くせつきこ『かみがたり 女陰陽師と房総の青鬼』第3巻 記憶と時間、人間と鬼の旅路の果てに

 神を騙る(残念な)美女陰陽師・志摩と、無愛想で凶暴な青鬼・アオが、最強の鬼たる赤鬼を追っての旅を続けてきた本作も、いよいよこの巻で完結であります。ついに赤鬼の居所を突き止めた二人が向かった先で待ち受けていたのは、あまりに意外な真実。果たして二人の旅の結末は……

 「神騙り」と称して、金さえ貰えば神様の代わりに願いを叶えるという胡散臭い稼業を続ける志摩。その彼女が手にした角は、かつて房総で暴れまわった最強の双鬼の片割れであるアオのものでした。
 鬼は自分の角を持つ者には手を出せないという法則どおり、志摩に頭の上がらぬまま旅を続けるアオですが、その二人が共通して追い求める存在こそが赤鬼であります。

 人の負の想いに憑く「隠」を滅ぼすため、隠が現世に現れる黄泉の闇穴の秘密を握るという赤鬼を追う志摩と、自分を裏切り見捨てた赤鬼に復讐せんとするアオ――利害関係が一致した二人は、(アオ的にはやむを得ず)コンビを組んで、今日も赤鬼の手がかりを追うのでした。

 そして最終巻であるこの第3巻では、ついにその赤鬼との対決が待ち受けているわけですが……しかし前半は、これまで同様人に憑いた、あるいは人を狙う隠との対決を描く単発エピソードなのは、意外とも思えます。
 しかしそれも計算の上。

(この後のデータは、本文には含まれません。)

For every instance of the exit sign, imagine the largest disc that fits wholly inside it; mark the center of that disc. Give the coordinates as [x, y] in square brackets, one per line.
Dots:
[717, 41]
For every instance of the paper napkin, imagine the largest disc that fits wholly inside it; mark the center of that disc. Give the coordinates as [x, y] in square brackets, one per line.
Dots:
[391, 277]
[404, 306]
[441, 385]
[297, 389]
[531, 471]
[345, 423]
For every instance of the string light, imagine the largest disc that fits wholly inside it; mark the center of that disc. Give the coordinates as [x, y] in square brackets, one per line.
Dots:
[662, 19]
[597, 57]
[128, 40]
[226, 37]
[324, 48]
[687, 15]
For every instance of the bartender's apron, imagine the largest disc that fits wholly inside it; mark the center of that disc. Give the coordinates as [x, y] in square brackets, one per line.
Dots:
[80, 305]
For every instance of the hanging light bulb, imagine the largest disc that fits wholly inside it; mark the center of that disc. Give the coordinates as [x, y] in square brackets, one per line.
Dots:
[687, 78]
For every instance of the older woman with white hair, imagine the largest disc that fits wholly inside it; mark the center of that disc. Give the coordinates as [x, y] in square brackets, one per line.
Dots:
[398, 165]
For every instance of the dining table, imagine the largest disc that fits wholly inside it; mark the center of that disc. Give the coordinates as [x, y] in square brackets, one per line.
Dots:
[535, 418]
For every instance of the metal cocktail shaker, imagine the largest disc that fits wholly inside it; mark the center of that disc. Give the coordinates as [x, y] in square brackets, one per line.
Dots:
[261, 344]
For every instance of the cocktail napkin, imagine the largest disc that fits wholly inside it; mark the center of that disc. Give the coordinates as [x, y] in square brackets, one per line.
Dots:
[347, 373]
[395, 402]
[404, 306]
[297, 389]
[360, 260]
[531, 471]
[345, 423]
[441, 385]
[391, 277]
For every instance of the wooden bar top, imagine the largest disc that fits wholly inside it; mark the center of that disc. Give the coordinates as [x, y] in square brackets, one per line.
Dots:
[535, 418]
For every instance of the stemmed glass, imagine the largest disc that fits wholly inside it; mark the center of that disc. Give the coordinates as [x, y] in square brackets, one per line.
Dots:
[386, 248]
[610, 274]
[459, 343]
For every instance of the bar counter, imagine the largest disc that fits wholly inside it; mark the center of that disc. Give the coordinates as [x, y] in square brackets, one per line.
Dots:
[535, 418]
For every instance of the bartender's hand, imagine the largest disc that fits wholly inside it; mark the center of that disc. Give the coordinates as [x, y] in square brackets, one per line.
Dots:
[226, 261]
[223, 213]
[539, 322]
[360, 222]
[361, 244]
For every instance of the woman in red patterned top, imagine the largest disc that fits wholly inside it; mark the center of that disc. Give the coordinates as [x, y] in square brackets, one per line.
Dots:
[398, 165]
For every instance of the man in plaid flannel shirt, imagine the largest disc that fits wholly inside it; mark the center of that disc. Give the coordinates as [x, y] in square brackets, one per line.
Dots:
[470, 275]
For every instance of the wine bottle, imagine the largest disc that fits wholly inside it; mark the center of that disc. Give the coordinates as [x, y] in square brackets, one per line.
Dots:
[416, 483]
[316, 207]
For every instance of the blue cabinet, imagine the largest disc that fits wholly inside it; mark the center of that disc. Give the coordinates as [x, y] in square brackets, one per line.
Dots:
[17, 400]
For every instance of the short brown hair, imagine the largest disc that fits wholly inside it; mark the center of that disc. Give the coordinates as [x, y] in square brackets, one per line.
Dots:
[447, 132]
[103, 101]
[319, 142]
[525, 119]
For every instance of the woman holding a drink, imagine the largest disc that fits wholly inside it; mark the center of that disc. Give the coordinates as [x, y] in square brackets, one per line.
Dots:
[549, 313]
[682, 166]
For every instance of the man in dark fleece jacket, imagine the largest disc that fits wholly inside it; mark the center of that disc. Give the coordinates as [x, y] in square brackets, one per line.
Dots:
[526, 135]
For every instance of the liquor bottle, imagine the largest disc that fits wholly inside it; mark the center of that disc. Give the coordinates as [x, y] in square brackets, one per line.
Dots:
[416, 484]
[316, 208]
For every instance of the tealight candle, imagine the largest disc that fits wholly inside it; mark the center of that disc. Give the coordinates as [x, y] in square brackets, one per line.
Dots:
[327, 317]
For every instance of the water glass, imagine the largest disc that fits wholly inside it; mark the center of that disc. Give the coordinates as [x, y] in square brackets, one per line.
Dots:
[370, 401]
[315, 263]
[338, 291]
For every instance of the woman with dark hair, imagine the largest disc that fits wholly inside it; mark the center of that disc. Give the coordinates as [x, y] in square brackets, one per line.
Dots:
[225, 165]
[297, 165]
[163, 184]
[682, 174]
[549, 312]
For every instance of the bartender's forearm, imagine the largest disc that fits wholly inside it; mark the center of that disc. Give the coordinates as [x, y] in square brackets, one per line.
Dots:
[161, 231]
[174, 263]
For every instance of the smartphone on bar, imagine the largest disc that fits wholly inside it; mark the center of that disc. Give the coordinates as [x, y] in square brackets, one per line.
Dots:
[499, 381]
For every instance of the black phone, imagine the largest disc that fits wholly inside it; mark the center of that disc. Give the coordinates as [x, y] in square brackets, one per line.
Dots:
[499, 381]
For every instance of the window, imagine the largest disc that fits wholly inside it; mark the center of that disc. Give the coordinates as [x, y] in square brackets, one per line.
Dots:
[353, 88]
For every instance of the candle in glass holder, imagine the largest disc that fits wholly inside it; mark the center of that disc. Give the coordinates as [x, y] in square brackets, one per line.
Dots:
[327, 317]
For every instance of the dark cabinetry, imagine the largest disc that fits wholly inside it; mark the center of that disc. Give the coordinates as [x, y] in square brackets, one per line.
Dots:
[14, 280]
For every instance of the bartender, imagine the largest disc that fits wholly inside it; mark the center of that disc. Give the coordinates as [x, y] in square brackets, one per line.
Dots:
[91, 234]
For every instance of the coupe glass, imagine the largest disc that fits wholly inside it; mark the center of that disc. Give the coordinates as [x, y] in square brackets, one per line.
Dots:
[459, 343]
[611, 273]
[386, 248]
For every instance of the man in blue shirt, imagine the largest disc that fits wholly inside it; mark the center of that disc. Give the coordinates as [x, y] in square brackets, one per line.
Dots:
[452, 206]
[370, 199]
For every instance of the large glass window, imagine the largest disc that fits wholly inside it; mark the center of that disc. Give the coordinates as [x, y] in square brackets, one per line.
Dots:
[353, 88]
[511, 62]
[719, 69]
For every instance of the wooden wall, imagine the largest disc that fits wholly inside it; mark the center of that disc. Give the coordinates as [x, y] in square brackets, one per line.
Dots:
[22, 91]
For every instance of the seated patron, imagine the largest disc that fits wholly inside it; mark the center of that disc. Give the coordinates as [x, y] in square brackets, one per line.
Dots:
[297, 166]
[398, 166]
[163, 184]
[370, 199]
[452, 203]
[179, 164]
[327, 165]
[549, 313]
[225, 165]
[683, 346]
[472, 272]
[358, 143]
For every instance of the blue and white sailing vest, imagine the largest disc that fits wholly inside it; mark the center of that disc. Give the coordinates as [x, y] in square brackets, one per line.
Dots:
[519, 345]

これらのエピソードの中には(もちろんこれまでのものにも)、その後に繋がっていく大事な要素が描かれているのです。

 それは「記憶」――時間の流れの中で積み重ねられてきた、時間に刻みつけられた人の想いであります。

 もちろん、一口に記憶といっても、楽しいものばかりではありません。辛い記憶、暗い記憶……そうした想いの固着こそが、本作においては隠を生み出してきたことは、これまで描かれてきたとおりです。しかしそれと同時にその記憶こそが、時に人が隠に抗し、打ち砕く原動力となることもまた。

 そしてまた、その「記憶」こそは、アオが、最強の双鬼である青鬼が持たないものであります。
 ただ赤鬼とともに(おかしな表現ですが)物心ついた時から暴れまわってきたアオ。それだけの存在であった彼には、記憶というものがなく――そしてそれは同時に、彼にとって「時間」の概念もまたないことを意味するのです。


 人と鬼の、志摩とアオの間を分かつ記憶と時間の存在。それは思いもよらぬ展開を見せるクライマックスにおいて、大きな意味を持つこととなります。

 冒険の果てについ二人が赤鬼と対峙した時――物語は、いくらなんでもここまでの展開を見せるとは思わなかったと言う他ない、あまりにも意外な真実を浮かび上がらせるのです。
 これは是非実際の作品に触れていただきたいのですが、ここでこれを持ってくるか! と唸りたくなるような題材のチョイスと、そこから浮かび上がる赤鬼とアオの正体……さらに言えば思いもよらぬ大どんでん返しと、そこに密接に結びついた大逆転には、大いに感心させられた次第。

 正直に申し上げれば、本作は伝奇というよりファンタジーの要素が強い作品、実在の伝承よりも架空の要素をベースとしたものと思い込んでおりましたが、いやはやは最後の最後で嬉しい背負い投げを食らった気分です。
 さらにさらに……ここで先に触れた「記憶」の存在が、志摩とアオを救い、二人の新たな関係性を生み出すのには、ただお見事、と申し上げるほかありません。


 一見アバウトな外見の中に、きっちりと構成された、豊かな想いが積み重ねられている……本作は、そんな志摩や、アオに通じるような物語。
 全3巻、あっという間ではありましたが、実に中身の濃い、素晴らしいお話だったなあと、読み終えた後に笑みが浮かぶような作品であります。